The ultimate drag race....


----------



## Punkrocka436 (Jul 8, 2003)

nice man, what year? and hows the condition of the interior


----------



## Z_Spool (Sep 27, 2003)

It's a GXE, big deal.



 Nice ride... looks to be well in tact, How much?


----------



## Slayer2003 (Jun 4, 2003)

Seth, a mix. 

RBI, no lol.

ASsman, the sentra, race? HAHAHAHA! Now THATS funny. Te sentra ran a high 18 at the strip. The classic spins the wheels shifting to second, without trying.

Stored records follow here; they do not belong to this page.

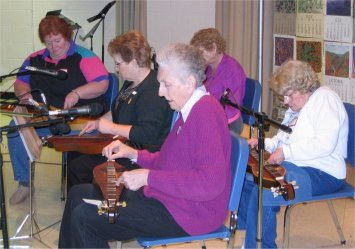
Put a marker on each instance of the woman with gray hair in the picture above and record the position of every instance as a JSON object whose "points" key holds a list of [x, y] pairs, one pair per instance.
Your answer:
{"points": [[183, 189], [313, 154]]}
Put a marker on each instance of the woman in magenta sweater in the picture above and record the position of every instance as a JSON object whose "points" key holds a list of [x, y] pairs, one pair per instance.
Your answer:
{"points": [[181, 190]]}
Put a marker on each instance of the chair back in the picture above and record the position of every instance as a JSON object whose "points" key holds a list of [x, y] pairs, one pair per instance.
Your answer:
{"points": [[251, 99], [239, 160], [112, 90], [350, 109]]}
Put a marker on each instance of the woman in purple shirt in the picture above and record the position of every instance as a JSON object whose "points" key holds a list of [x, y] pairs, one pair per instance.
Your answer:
{"points": [[181, 190], [223, 72]]}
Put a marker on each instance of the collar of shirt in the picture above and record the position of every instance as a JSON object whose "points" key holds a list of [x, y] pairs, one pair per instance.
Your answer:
{"points": [[70, 51], [196, 95]]}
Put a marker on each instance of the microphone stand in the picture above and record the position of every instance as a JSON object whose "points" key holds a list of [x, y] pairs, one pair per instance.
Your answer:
{"points": [[8, 128], [2, 77], [261, 118], [101, 15], [5, 234], [91, 34]]}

Punk, '55 Chevy BelAir, 283 original motor, 350 TURBO tranny(i believe, still going through tons of paperwork), a TON of other modern goodies, including about 5k invested in the motor.

The interior, is really nice, except for a tear at the top of the drivers side bench. Other than that, it's pretty dirty from sitting in storage for 3 years.


Z, my uncle was gonna slap a tag with 10,5 on it, I'm getting it for 6.


----------



## Z_Spool (Sep 27, 2003)

Dude... even 10-5 is a snag... good deal bro... def. can't pass it up.


----------



## Slayer2003 (Jun 4, 2003)

Nope, I can't.  Goin for the loan tomorow.


----------



## Yellowsentragirl (Dec 30, 2003)

Slayer2003 said:


> Nope, I can't.  Goin for the loan tomorow.


They did one of those on pimp my ride...lol

looks nice


----------